Seit dem 1. Januar 2022 gelten neue Regeln für den Verkauf von Gebrauchtwaren und B-Ware. Verkäufer müssen nun sicherstellen, dass Kunden etwaige Mängel, wie z. B. Kratzer auf einem Möbelstück, vor dem Kauf ausdrücklich zustimmen.
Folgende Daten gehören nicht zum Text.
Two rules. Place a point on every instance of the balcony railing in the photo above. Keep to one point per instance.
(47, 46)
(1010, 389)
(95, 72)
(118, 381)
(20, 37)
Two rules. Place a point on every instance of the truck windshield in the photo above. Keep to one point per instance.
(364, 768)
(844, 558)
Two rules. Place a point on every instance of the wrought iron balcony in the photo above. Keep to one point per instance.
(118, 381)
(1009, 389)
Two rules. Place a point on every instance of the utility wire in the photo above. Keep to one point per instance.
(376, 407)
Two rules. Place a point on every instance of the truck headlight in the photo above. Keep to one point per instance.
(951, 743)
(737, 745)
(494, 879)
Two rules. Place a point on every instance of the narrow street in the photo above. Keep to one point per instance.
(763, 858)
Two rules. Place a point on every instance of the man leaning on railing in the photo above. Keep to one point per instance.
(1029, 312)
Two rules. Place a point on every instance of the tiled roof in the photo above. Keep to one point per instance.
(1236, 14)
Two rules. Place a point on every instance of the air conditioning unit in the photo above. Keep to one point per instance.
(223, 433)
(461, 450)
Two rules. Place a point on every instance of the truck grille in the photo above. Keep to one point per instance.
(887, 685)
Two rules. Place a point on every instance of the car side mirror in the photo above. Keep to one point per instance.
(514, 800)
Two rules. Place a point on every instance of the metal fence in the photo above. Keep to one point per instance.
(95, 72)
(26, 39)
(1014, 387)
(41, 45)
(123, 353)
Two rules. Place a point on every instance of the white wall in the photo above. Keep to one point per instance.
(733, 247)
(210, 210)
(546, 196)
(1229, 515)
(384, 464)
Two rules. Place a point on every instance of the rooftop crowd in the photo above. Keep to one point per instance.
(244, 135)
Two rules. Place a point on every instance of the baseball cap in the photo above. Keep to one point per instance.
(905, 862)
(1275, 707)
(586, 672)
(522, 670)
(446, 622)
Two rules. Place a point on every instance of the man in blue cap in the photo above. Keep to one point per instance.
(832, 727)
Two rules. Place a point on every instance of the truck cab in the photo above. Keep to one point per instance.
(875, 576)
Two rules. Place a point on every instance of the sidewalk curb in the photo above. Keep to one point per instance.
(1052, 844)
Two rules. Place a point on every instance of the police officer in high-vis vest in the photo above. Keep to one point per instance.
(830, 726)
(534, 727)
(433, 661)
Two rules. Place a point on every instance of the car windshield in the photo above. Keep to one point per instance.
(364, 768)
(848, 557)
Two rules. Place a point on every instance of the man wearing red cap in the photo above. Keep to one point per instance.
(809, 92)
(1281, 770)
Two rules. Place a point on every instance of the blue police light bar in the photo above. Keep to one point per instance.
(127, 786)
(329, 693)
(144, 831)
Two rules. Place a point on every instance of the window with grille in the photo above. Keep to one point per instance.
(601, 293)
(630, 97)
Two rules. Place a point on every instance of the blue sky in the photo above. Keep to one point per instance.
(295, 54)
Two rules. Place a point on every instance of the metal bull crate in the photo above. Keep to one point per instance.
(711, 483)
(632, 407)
In diesem Beitrag erfahren Sie, wie Sie die Änderungen des Bürgerlichen Gesetzbuchs (BGB) in Ihrem Onlineshop oder auf Verkaufsplattformen rechtssicher umsetzen.

Titelbild | Gebrauchtwaren und B-Ware Verkauf: Korrekte Kennzeichnung | onwalt-Akademie

Umsetzung in Onlineshops und auf Plattformen

Wenn Sie über die Hintergründe der Änderungen noch nicht informiert sind, lesen Sie zuerst die Erläuterungen zu unserem Rechtstexte-Update vom Dezember 2021.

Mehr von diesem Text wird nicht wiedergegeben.